China’s CNOOC to acquire Canadian oil sands producer OPTI for $2.1B
20 July 2011
CNOOC Luxembourg S.a r.l, an indirect wholly-owned subsidiary of CNOOC, will acquire oil sands producer OPTI Canada Inc for approximately US$2.1 billion, which includes aggregate cash consideration of US$1.25 billion payable to the holders of the OPTI shares (US$34 million) and the Second Lien Noteholders (US$1.216 billion).
The principal asset of OPTI consists of a 35% working interest in the Long Lake and three other oil sands project areas located in the Athabasca region of northeastern Alberta. Long Lake project includes steam assisted gravity drainage (SAGD) Operation and an upgrader.
Nexen holds the remaining 65% and is the sole operator. The Long Lake SAGD Operation is expected to have through-put rates of approximately 72,000 barrels per day of bitumen at full production. It is anticipated that the Long Lake Upgrader will ultimately produce approximately 58,500 barrels per day of products, primarily Premium Sweet Crude (PSC).
As disclosed in OPTI’s disclosure documents filed with securities regulatory authorities in Canada, OPTI’s working interest share, before royalties, of raw bitumen reserves and resources on its oil sands leases is estimated to be 195 million barrels of proved reserves, 534 million barrels of probable reserves, 1,100 million barrels of contingent resources and 335 million barrels of prospective resources. These reserves and resources are estimated to be sufficient to support approximately 430,000 barrels per day (150,000 barrels per day net to OPTI) of bitumen production.
CNOOC is China’s largest producer of offshore crude oil and natural gas and one of the largest independent oil and gas exploration and production companies in the world. The Group mainly engages in exploration, development, production and sales of oil and natural gas. The Group has four major producing areas in offshore China: Bohai Bay, Western South China Sea, Eastern South China Sea and East China Sea. Overseas, the Group has oil and gas assets in Indonesia, Australia, Nigeria, Argentina, the US and some other countries.

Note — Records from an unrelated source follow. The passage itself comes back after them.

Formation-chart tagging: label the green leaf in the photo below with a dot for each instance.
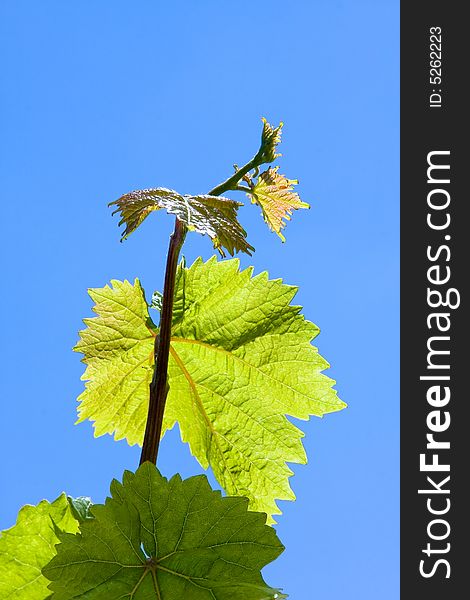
(81, 507)
(212, 215)
(274, 194)
(270, 138)
(28, 546)
(240, 360)
(166, 540)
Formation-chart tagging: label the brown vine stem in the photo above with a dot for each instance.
(159, 383)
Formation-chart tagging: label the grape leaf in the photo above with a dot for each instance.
(212, 215)
(28, 546)
(167, 540)
(274, 194)
(240, 360)
(270, 138)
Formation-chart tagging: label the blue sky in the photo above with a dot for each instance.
(100, 98)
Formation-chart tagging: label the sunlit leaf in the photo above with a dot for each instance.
(241, 359)
(29, 545)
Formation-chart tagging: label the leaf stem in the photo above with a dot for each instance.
(231, 182)
(159, 384)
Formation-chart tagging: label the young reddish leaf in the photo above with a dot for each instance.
(214, 216)
(274, 194)
(270, 138)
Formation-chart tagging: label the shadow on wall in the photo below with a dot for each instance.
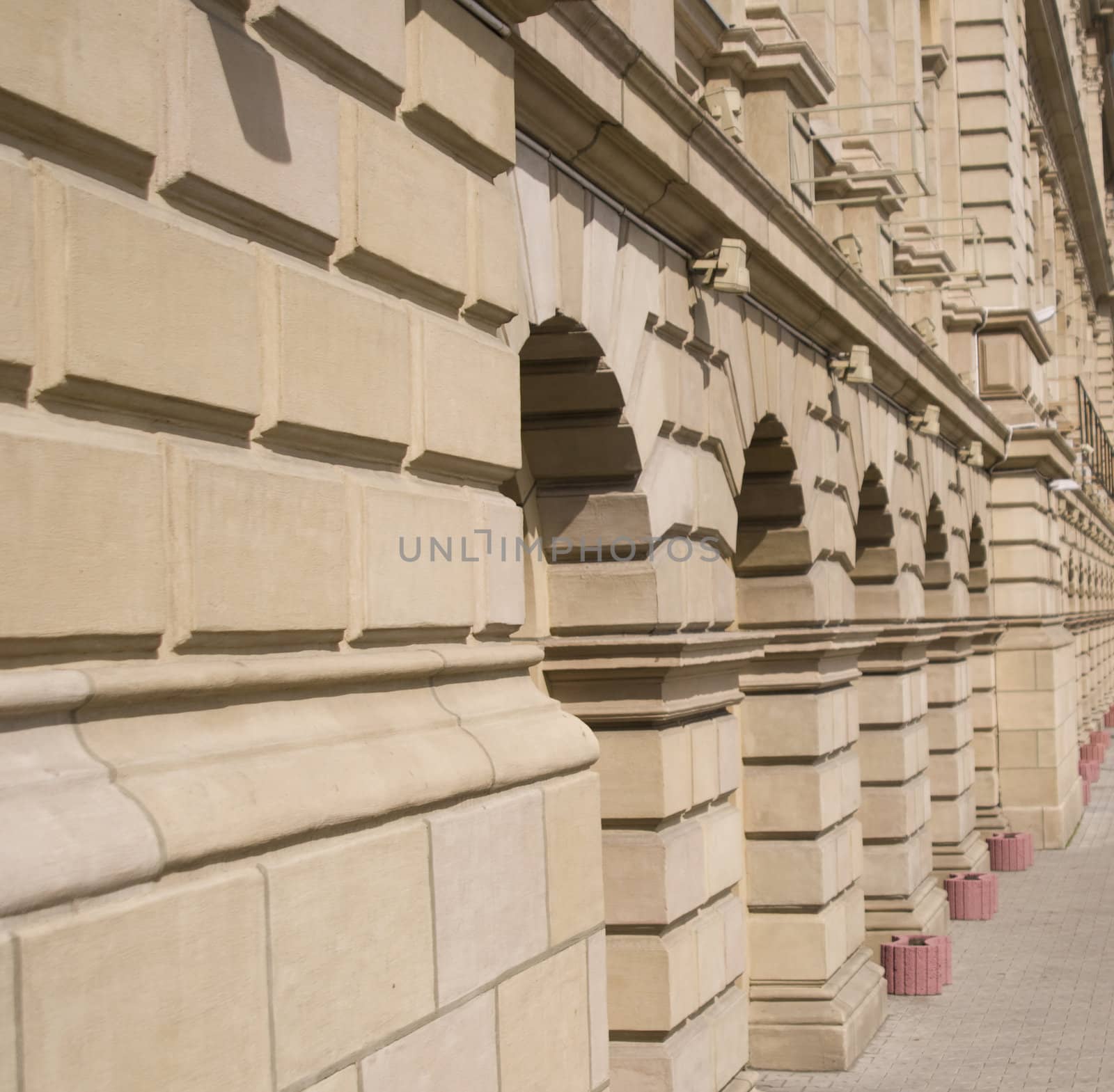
(256, 96)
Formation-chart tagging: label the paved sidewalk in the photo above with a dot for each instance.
(1030, 1008)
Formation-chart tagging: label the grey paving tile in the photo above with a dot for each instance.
(1032, 1008)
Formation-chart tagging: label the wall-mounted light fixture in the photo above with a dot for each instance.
(725, 269)
(856, 366)
(972, 454)
(927, 423)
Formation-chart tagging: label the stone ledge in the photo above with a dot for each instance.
(175, 763)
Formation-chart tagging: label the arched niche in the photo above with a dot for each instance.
(788, 575)
(887, 585)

As of 31 December 2010, the Group owned net proved reserves of approximately 2.99 billion BOE, and its average daily net production was 900,702 BOE.
Due to a change in control of OPTI as a result of the transaction, OPTI will be required to offer to repay the holders of its outstanding First Lien Notes (US$825 million in principal amount) pursuant to the indentures governing the First Lien Notes. The transaction will be effected by way of a plan of arrangement through concurrent proceedings under the Companies’ Creditors Arrangement Act (Canada) and the Canada Business Corporations Act.

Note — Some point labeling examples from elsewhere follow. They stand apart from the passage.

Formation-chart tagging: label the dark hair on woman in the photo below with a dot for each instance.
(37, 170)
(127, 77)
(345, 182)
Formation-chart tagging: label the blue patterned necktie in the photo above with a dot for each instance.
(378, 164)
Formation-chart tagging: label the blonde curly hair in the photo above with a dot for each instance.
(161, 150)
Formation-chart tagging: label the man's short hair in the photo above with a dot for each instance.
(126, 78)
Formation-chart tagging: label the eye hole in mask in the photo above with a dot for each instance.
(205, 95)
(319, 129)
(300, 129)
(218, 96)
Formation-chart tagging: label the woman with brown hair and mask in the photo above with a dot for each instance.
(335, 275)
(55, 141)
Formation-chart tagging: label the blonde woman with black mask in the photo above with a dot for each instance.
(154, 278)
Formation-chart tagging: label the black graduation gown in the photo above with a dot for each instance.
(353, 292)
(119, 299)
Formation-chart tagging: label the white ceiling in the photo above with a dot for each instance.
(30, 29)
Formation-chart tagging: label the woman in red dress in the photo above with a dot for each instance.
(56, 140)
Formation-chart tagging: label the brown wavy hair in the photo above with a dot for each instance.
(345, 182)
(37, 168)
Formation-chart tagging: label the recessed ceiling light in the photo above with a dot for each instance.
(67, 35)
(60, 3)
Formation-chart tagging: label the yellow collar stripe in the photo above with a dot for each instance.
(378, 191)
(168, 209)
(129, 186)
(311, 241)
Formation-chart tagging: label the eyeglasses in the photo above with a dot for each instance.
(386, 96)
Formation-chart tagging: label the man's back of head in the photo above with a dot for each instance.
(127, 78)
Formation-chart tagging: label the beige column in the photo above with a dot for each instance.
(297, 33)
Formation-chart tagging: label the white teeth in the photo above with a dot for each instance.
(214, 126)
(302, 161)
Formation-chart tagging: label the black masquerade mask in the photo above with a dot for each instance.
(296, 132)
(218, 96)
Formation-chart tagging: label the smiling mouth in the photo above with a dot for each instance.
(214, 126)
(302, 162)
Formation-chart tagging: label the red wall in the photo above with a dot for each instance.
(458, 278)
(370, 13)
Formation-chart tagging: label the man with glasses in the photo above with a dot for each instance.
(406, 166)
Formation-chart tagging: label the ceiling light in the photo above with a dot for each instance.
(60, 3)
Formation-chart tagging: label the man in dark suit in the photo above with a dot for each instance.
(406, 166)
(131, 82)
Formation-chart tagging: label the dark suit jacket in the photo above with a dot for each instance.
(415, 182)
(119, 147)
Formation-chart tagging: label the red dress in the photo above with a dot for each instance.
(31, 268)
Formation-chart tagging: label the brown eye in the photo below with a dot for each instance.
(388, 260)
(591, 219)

The proposed transaction must be approved by the Second Lien Noteholders at a special meeting that is expected to be held in September, 2011. Noteholders representing approximately 55.2% of the principal amount of the Second Lien Notes have executed support agreements pursuant to which, among other things, they have agreed to vote in favor of the transaction.

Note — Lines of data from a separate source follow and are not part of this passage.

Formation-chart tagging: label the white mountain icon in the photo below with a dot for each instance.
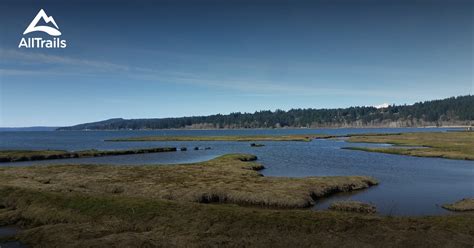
(49, 30)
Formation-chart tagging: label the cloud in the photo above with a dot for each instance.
(383, 105)
(53, 59)
(75, 66)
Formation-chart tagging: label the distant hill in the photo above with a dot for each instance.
(16, 129)
(446, 112)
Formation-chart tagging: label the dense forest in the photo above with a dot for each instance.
(450, 111)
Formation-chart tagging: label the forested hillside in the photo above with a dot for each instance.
(450, 111)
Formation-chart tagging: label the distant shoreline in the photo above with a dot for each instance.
(8, 129)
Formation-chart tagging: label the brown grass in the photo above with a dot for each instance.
(353, 206)
(452, 145)
(466, 204)
(295, 137)
(227, 179)
(58, 219)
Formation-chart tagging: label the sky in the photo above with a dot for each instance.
(153, 59)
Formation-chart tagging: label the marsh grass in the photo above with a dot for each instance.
(452, 145)
(466, 204)
(228, 179)
(295, 137)
(74, 219)
(30, 155)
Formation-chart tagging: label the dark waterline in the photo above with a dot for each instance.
(408, 185)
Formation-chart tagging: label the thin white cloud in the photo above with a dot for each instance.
(53, 59)
(179, 77)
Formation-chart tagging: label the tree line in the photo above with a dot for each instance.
(453, 110)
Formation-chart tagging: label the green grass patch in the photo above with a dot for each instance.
(451, 145)
(296, 137)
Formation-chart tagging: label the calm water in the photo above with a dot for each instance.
(408, 185)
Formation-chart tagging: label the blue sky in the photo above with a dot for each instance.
(147, 59)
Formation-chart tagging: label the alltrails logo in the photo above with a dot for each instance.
(38, 42)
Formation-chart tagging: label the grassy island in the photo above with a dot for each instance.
(161, 206)
(466, 204)
(227, 179)
(28, 155)
(452, 145)
(293, 137)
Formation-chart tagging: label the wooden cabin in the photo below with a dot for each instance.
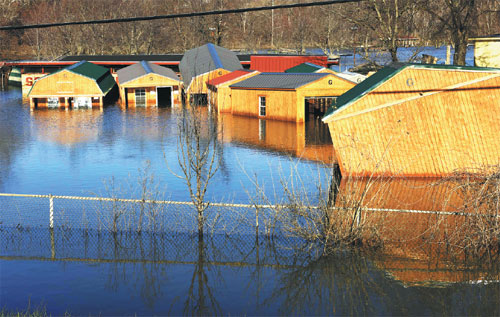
(418, 120)
(205, 63)
(219, 93)
(82, 85)
(487, 51)
(287, 97)
(148, 85)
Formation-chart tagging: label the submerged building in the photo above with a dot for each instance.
(284, 96)
(82, 85)
(418, 120)
(205, 63)
(146, 84)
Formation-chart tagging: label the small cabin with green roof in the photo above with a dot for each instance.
(81, 85)
(417, 120)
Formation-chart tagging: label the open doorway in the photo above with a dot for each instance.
(164, 96)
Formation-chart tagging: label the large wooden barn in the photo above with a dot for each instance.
(205, 63)
(146, 84)
(418, 120)
(219, 93)
(288, 97)
(82, 85)
(487, 51)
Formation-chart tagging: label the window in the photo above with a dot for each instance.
(52, 102)
(140, 97)
(262, 106)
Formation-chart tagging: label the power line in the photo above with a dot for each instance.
(179, 15)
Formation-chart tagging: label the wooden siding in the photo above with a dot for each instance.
(65, 84)
(220, 97)
(287, 105)
(149, 82)
(198, 84)
(421, 122)
(487, 53)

The proposed transaction is also subject to certain terms and conditions, including, among other things, applicable government and regulatory approvals by the relevant authorities in Canada and the People’s Republic of China, and Canadian court approval. The transaction is expected to be completed in the fourth quarter of 2011. Upon completion of the transaction, OPTI will become an indirect wholly-owned subsidiary of CNOOC, and all of the Second Lien Notes will be transferred or assigned, directly or indirectly, to a subsidiary of the Company. All existing options, warrants and other rights to purchase OPTI shares will be cancelled.
CNOOC’s financial advisors are BMO Capital Markets and CIBC World Markets; legal advisor is Gowling Lafleur Henderson LLP.
A new Alberta-BC Coast high capacity (1+ M/barrel/day) trans-mountain pipeline (and a new deep sea port) will be required soon to ship all this oil to China for the next century or so.
Chinese firms already have or will soon have enough mining and production rights.
We used 15,000 Chinese workers to built the first trans mountain railroad about 100 years ago. Will this be repeated to build the oil and NG trans mountain pipelines and new sea port?
Posted by: HarveyD | 20 July 2011 at 07:39 AM
China converts dollar-denominated bonds to hard assets. Quelle surprise.